The Beat is an avenue of London plane trees and some Horse Chestnuts, funded by every Police Force in the UK. Chestnuts were chosen because the first truncheons were made from this extremely durable wood.

Visitors to the Chapel will be struck by the twelve pillars of Douglas fir, Pseudotsuga menziesii. Construction of the Chapel began in 1999, the 200th anniversary of the birth of Scottish plant collector, David Douglas. Between 1825 and 1827 he travelled a staggering 10,000 miles in Western Canada and North West USA on foot and by canoe, collecting and classifying plants. As a result of his efforts, 200 new plants were introduced to the UK, including the Douglas fir.
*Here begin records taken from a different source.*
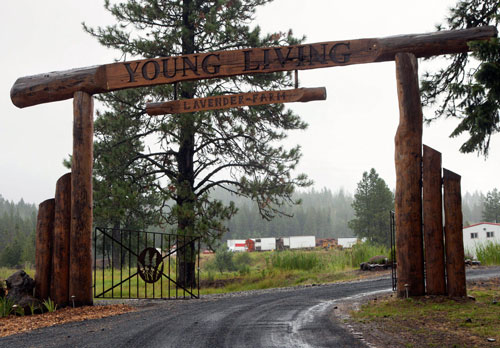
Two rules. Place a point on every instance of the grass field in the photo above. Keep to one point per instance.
(436, 321)
(258, 270)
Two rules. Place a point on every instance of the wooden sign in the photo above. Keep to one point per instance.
(236, 100)
(61, 85)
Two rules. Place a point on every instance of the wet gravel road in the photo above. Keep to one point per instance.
(294, 317)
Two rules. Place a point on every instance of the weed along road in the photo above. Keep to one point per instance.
(292, 317)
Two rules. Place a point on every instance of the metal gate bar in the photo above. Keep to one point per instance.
(111, 245)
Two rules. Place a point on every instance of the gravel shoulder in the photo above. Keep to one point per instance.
(306, 316)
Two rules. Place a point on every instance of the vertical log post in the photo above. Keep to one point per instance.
(43, 252)
(455, 263)
(408, 200)
(60, 255)
(433, 222)
(80, 284)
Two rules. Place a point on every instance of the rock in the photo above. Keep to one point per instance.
(20, 290)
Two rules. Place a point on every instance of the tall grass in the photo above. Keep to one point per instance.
(488, 253)
(334, 260)
(295, 260)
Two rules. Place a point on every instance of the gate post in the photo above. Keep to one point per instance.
(408, 159)
(43, 248)
(433, 222)
(455, 262)
(80, 283)
(60, 254)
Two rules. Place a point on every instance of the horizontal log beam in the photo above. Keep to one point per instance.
(44, 88)
(236, 100)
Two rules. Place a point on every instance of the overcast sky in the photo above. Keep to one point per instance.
(351, 132)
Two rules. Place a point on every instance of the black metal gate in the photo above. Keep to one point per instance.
(394, 275)
(138, 264)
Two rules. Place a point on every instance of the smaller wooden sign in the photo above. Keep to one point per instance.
(236, 100)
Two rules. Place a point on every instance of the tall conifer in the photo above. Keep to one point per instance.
(190, 154)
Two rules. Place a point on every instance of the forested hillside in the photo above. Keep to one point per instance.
(322, 213)
(17, 232)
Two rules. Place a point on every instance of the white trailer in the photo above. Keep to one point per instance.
(236, 244)
(301, 242)
(265, 244)
(347, 242)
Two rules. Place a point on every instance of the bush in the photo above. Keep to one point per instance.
(224, 259)
(488, 253)
(364, 251)
(295, 260)
(242, 259)
(6, 307)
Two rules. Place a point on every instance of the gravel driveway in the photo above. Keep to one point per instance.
(292, 317)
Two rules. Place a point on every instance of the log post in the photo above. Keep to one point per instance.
(60, 251)
(433, 222)
(455, 262)
(43, 251)
(80, 284)
(408, 200)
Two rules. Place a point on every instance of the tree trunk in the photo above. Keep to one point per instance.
(186, 256)
(408, 200)
(455, 260)
(43, 253)
(433, 222)
(60, 255)
(80, 284)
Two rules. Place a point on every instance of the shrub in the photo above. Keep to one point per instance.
(6, 307)
(242, 259)
(488, 253)
(50, 305)
(224, 259)
(295, 260)
(364, 251)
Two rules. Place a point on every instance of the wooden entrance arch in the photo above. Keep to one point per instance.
(81, 84)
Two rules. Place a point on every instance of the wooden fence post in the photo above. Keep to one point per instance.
(455, 262)
(408, 200)
(433, 222)
(80, 284)
(43, 248)
(60, 255)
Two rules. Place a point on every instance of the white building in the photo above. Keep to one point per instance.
(236, 244)
(347, 242)
(480, 234)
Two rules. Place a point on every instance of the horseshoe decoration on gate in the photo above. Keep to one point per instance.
(150, 265)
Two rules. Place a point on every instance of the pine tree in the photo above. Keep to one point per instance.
(191, 154)
(491, 207)
(372, 204)
(469, 87)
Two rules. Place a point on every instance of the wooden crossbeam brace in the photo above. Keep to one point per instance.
(61, 85)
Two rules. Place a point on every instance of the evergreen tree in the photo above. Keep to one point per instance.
(469, 88)
(191, 154)
(491, 208)
(372, 204)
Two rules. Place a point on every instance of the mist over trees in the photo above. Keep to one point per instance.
(322, 213)
(372, 204)
(17, 232)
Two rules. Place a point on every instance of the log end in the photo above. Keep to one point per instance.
(449, 175)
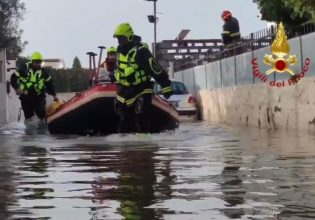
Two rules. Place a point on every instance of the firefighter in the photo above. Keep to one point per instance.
(136, 66)
(231, 29)
(108, 67)
(30, 83)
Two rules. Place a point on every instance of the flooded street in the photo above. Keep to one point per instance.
(199, 172)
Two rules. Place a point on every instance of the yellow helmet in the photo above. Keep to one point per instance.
(37, 56)
(111, 50)
(124, 29)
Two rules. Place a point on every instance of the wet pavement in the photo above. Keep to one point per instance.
(199, 172)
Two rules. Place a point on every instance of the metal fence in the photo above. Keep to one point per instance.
(252, 42)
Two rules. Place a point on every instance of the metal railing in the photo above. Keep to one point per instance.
(254, 41)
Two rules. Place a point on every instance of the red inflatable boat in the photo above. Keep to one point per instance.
(92, 112)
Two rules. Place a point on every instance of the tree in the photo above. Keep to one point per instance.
(11, 12)
(302, 6)
(76, 63)
(287, 11)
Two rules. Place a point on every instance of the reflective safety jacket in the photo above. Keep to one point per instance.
(231, 31)
(32, 82)
(136, 66)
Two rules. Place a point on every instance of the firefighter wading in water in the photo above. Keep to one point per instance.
(31, 82)
(136, 66)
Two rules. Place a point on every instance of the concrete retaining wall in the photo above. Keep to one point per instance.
(262, 106)
(229, 93)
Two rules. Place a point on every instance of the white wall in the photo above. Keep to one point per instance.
(263, 106)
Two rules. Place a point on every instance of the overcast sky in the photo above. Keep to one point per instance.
(68, 28)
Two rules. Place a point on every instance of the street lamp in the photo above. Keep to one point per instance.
(153, 19)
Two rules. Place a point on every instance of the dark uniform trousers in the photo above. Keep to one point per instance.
(136, 117)
(33, 104)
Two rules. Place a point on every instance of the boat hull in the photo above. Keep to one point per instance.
(93, 112)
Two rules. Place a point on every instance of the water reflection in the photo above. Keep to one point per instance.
(215, 173)
(133, 186)
(232, 184)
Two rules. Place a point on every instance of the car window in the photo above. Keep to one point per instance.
(179, 88)
(157, 89)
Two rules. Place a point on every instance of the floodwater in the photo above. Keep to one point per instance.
(199, 172)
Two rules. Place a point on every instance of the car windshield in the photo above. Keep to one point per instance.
(178, 88)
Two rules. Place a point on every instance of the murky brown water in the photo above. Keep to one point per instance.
(200, 172)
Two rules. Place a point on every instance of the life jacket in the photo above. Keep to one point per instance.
(32, 80)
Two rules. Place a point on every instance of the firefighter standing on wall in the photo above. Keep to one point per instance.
(31, 82)
(231, 29)
(136, 66)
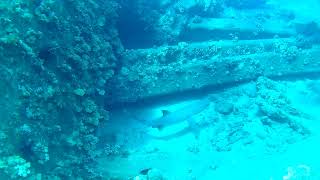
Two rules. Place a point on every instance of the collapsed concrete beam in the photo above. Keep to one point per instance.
(145, 75)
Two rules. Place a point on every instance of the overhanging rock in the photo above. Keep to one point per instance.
(173, 69)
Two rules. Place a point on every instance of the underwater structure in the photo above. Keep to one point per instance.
(159, 90)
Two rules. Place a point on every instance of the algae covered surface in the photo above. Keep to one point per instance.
(106, 89)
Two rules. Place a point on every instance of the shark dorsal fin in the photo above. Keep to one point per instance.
(165, 112)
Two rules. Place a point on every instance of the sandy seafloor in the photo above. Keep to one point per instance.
(238, 138)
Dawn redwoods, Metasequoia glyptostrobides, can be found behind the British Korean Veterans memorial. These magnificent trees, identified as a ‘living fossil’ in 1941, once blanketed the entire Northern Hemisphere and were thought to be extinct by Western botanists until their rediscovery in 1941 in the Szechuan Province of China.

Of the 33 truly native species found in Great Britain, such as the Black poplar, Populus nigrassp.betulifolia, and Strawberry Tree, Arbutus unedo, many can be found at the Arboretum.


"The trees mean so much ... to many
they are just trees, but to us they are our friends and our comrades."